Jacopo Di Russo: Interdisciplinary Centre for Clinical Research, RWTH Aachen University & DWI - Leibniz-Institute for Interactive Materials, Germany
After receiving his M.Sc. in cellular and molecular biology from the University of Florence in Italy, Jacopo Di Russo moved to Germany thanks to a Marie Curie Fellowship. There he completed his Ph.D. at the University of Muenster, studying the physiological function of endothelial basement membrane laminins. In 2015 he joined the Max Planck Institute for Medical Research in Heidelberg (Germany), deepening his knowledge of cell adhesion at biophysical levels. Since 2019 he has been a group leader at the RWTH Aachen University, Germany. Jacopo Di Russo’s research aims to understand the interplay of extracellular matrix biochemical and physical information in controlling epithelial mechanobiology.
Nicholas Kurniawan: Department of Biomedical Engineering, Eindhoven University of Technology, Netherlands
Nicholas Kurniawan’s research focuses on understanding why and how cells behave the way they do in different physical and mechanical environments. To answer this question, he engineers biomimetic cellular environments at multiple scales—from 2D micropatterns to 3D extracellular matrices and bioreactors—where every physical and mechanical cues to the cells can be precisely controlled.
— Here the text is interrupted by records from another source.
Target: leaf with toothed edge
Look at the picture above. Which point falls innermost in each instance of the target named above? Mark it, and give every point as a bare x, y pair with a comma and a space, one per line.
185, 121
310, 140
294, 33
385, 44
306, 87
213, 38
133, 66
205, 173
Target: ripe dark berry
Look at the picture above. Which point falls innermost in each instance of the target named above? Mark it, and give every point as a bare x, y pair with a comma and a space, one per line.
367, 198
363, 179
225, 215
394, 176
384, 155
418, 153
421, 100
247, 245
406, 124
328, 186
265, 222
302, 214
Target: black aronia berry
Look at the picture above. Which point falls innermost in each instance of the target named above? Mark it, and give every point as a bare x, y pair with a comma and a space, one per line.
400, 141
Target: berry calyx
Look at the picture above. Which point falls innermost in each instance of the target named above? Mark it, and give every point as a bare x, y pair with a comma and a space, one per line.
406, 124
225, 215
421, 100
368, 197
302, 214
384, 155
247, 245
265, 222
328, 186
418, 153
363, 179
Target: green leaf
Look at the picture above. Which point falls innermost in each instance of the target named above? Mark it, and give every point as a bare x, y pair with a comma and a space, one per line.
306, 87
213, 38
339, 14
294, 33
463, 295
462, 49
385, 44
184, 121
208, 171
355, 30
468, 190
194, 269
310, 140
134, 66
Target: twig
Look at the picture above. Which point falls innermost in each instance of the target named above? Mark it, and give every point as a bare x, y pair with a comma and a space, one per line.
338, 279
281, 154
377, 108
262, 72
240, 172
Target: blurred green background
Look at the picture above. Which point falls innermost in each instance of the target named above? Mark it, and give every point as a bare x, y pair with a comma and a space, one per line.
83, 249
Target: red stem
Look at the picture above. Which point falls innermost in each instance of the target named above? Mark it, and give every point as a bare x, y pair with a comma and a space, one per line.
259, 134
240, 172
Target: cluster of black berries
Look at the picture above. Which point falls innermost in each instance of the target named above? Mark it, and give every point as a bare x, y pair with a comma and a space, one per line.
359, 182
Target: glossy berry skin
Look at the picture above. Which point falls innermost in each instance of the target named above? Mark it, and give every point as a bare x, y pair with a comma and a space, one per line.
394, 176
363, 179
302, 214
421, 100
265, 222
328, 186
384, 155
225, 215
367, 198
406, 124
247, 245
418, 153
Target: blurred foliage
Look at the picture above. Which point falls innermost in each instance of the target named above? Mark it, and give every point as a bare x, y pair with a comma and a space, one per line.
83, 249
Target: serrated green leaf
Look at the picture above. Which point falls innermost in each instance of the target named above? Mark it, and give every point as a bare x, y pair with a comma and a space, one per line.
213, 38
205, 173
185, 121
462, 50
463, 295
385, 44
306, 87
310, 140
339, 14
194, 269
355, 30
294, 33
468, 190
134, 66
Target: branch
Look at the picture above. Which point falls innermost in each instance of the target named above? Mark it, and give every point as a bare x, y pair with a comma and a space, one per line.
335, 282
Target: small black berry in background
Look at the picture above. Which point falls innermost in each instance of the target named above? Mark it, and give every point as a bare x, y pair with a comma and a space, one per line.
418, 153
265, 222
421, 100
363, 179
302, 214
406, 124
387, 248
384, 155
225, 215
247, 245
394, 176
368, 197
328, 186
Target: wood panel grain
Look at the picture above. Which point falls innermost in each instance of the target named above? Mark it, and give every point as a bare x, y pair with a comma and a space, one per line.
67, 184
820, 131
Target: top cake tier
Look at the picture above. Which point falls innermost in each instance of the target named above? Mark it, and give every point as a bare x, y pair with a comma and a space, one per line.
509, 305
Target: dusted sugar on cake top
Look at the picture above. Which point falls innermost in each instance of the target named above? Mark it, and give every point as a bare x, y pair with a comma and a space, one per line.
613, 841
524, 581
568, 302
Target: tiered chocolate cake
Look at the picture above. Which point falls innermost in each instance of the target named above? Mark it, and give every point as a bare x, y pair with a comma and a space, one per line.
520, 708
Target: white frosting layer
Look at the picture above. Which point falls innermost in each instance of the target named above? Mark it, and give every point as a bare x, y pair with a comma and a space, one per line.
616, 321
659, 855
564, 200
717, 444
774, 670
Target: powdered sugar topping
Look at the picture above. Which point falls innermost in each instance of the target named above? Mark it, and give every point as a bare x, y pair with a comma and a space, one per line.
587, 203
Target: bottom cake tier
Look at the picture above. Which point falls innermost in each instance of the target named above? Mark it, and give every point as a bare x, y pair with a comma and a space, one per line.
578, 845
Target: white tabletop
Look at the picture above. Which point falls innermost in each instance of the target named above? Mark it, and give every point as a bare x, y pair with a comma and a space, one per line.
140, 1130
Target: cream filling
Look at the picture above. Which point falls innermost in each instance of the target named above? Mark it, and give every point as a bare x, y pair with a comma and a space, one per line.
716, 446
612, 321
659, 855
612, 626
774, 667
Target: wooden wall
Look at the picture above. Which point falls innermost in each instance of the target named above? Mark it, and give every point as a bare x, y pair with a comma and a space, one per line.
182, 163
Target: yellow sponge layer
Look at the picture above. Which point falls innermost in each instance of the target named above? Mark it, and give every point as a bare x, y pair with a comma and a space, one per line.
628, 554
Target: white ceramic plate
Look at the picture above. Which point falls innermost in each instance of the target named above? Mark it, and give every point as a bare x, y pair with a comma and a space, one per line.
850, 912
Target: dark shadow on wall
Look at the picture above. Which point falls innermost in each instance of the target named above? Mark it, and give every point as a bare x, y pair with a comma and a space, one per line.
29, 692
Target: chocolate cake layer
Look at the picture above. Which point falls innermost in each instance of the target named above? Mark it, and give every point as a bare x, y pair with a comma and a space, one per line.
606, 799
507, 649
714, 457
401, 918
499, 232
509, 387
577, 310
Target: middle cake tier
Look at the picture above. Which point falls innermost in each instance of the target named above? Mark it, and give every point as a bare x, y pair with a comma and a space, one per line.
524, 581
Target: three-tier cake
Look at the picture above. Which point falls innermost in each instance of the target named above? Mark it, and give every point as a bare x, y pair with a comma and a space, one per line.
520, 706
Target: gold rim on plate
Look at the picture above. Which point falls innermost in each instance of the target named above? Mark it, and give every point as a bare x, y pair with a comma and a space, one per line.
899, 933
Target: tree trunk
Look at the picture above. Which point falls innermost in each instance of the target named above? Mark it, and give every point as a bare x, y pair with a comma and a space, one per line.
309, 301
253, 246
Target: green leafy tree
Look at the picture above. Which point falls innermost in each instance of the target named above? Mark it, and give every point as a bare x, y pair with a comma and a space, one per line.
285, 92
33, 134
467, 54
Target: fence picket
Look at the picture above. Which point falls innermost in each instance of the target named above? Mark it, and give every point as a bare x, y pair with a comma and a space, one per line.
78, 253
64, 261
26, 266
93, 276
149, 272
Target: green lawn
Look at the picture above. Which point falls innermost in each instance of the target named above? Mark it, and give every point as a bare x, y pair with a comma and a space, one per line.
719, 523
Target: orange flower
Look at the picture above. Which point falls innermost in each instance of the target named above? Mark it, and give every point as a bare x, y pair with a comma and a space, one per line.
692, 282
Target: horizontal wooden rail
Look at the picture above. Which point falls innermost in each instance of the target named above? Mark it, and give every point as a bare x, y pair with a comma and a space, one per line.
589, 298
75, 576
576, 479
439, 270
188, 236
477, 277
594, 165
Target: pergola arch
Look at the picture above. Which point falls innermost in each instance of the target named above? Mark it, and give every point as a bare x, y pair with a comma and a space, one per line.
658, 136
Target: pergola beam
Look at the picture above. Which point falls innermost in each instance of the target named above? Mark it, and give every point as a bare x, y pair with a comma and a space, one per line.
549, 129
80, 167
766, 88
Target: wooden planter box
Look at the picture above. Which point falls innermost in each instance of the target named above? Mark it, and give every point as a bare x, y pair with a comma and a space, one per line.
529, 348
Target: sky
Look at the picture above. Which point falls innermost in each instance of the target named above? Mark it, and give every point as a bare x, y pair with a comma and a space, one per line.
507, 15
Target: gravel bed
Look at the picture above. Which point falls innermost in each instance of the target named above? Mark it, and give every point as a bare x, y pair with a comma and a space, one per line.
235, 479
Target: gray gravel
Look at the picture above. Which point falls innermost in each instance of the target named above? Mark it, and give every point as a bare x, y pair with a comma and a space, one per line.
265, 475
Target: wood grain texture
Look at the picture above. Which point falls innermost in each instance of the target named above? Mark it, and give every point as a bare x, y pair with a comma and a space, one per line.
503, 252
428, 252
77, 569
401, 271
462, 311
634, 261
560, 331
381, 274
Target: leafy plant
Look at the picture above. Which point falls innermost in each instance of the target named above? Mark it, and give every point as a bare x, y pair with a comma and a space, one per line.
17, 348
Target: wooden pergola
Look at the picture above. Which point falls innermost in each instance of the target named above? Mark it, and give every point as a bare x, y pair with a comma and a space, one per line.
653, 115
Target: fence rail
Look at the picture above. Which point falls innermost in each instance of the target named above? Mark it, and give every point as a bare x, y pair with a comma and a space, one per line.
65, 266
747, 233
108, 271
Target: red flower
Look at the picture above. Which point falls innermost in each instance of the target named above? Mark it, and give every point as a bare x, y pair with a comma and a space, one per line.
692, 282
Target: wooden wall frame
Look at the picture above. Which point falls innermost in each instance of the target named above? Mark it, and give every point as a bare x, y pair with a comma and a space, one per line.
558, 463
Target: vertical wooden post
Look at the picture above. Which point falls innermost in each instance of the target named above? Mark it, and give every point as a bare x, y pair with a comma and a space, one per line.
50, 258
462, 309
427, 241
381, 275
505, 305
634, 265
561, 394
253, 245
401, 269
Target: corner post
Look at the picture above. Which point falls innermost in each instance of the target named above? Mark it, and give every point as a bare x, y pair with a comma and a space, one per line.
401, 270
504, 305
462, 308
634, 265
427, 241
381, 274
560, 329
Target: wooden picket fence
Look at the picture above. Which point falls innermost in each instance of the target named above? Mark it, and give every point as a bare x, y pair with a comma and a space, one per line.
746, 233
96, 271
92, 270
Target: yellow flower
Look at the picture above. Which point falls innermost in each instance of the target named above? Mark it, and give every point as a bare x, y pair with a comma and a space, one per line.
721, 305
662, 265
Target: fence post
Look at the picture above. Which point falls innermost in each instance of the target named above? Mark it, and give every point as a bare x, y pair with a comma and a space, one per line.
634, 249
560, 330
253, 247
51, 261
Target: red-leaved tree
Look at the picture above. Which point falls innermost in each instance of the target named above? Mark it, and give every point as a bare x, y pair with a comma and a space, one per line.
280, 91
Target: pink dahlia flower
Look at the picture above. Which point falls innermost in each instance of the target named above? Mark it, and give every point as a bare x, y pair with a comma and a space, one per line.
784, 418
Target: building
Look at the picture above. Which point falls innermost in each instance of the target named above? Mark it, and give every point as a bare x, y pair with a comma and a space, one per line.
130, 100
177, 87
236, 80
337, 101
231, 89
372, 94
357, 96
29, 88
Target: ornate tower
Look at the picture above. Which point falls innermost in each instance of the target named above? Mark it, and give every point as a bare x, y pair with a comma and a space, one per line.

These in vitro platforms enable him to systematically break down the origins of basic cellular behavior, such as adhesion, orientation, migration, and differentiation. The overarching goal is to use the obtained insights to direct cell response in vivo, for example, to promote tissue regeneration or to slow down disease progression.
Laurent Pieuchot: CNRS (Centre National de la Recherche Scientifique), France
Laurent Pieuchot's group is interested in understanding how cells interact with their physical environment by developing interdisciplinary approaches that combine cell biology, material sciences, biophysics and modelling. They have recently shown that cells and tissues can respond to cell-scale curvatures through a process called curvotaxis. Dr Pieuchot's group is also developing biomimetic cell micro-environments, nanoscale self-assembled signalling platforms, bio-derived microsystems and bioactive materials, at the interface between biology and material sciences.
Srikala Raghavan: A*Star Skin Research Lab, Agency for Science, Technology and Research, Singapore
Dr Srikala Raghavan obtained her Ph.D from the University of Cambridge and did her post-doctoral training with Prof Elaine Fuchs at the University of Chicago and later at The Rockefeller University. In 2005, Dr Raghvan established her lab at Columbia University NY, at the College of Dental Medicine and Dept of Dermatology. In 2012, she was recruited to inStem Bangalore to establish the Centre for Inflammation and Tissue Homeostasis where she is an Associate Professor. In January 2020, Dr Raghavan joined A*SRL, A*STAR as a Principle Investigator. The Raghavan Lab studies stem cell homeostasis and immune regulation in the skin.
Stéphane Verger: Umeå Plant Science Centre, Department of Plant Physiology, Umeå University, Sweden
Stéphane is a plant biologist, and associate professor at the Department of Plant Physiology of Umeå university, a part of Umeå Plant Science Centre. After finishing his Ph.,D (2011-2014; IJPB, Versailles, France) on the physiological and chemical basis of cell adhesion in plants, he turned to the study of plant biophysics and mechanosensing (2014-2018; ENS, Lyon, France). Since starting his independent group in 2019 one of his main interests has been studying the contribution of biomechanics and mechanosensing for cell adhesion in plants using novel and interdisciplinary approaches, including micromechanical tools, confocal microscopy and computational modeling.